Aligned Functions and libSIMDx86

Aligned functions are not functions that are aligned, but rather, functions that require all pointer arguments to be aligned to the 16th byte or unpredictable results will occur. These unpredictable results can range from normal functioning, to incorrect results, to program crashes. Debugging such a problem is also very difficult.

These functions exist because many SIMD instructions are accelerated by aligned data, and have special instructions that execute faster, but require aligned pointers. Performance increases can be fairly dramatic, especially with Intel's SSE/SSE2/SSE3 instruction set and cases of 110% performance increases have been recorded in practice. Later, when batch processing functions are added, aligned versions of the functions will easily outperform the unaligned versions, not only because of the use of faster instructions, but since many times, it is possible to use less registers with a load-execute style of code rather than load-store-execute. This also improves code density and helps the aggressive instruction schedulers do their job.

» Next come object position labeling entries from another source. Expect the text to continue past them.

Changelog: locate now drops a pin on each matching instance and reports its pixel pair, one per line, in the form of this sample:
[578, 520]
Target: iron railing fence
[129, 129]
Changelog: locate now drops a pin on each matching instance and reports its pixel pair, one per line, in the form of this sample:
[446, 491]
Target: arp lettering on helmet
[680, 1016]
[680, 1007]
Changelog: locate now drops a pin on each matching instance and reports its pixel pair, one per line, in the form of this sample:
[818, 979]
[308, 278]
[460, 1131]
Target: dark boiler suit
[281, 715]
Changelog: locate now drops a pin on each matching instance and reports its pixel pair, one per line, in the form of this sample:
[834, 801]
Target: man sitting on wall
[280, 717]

The basic way to convert regular code to the aligned function (if they exist) is merely to add “Aligned” to the prefix of the function, right after the underbar:


SIMDx86Vector_Normalize() -> SIMDx86Vector_AlignedNormalize()


An address is aligned to the 16th byte if the first four bits are all zero:


/* x86, 32 bit architectures */

int Is16ByteAligned(void* address)

{

unsigned int addr = (unsigned int)address;

return ((addr & 0x0F) == addr);

}


/* x86, 64 bit architectures */

int Is16ByteAligned(void* address)

{

unsigned long addr = (unsigned long)address;

return ((addr & 0x0F) == addr);

}




Although it seems preferable to have code that looks like:


if(Is16ByteAligned(MyVector))

SIMDx86Vector_AlignedNormalize(MyVector);

else

SIMDx86Vector_Normalize(MyVector);


...do not give in. The overhead of comparisons and branches can outweigh the benefit gained in many cases. However, when batch functions are introduced, this will be preferable since the cost of a single branch will be amortized over a large set of data. Image transforming 1,000,000 verticies. It only takes one segment of code to pick whether to use an aligned function or an unaligned function. Since the time taken to determine if the address is aligned is greatly outweighed by the potential of using the aligned function, the check should be made.

While global and stack data can usually be aligned by merely telling the compiler to do so, there has been a lot of questions about pointers returned from malloc(), and new. First off, these functions are NOT required to return a pointer aligned to the 16th byte. In order to enforce such alignment, a custom function needs to be written.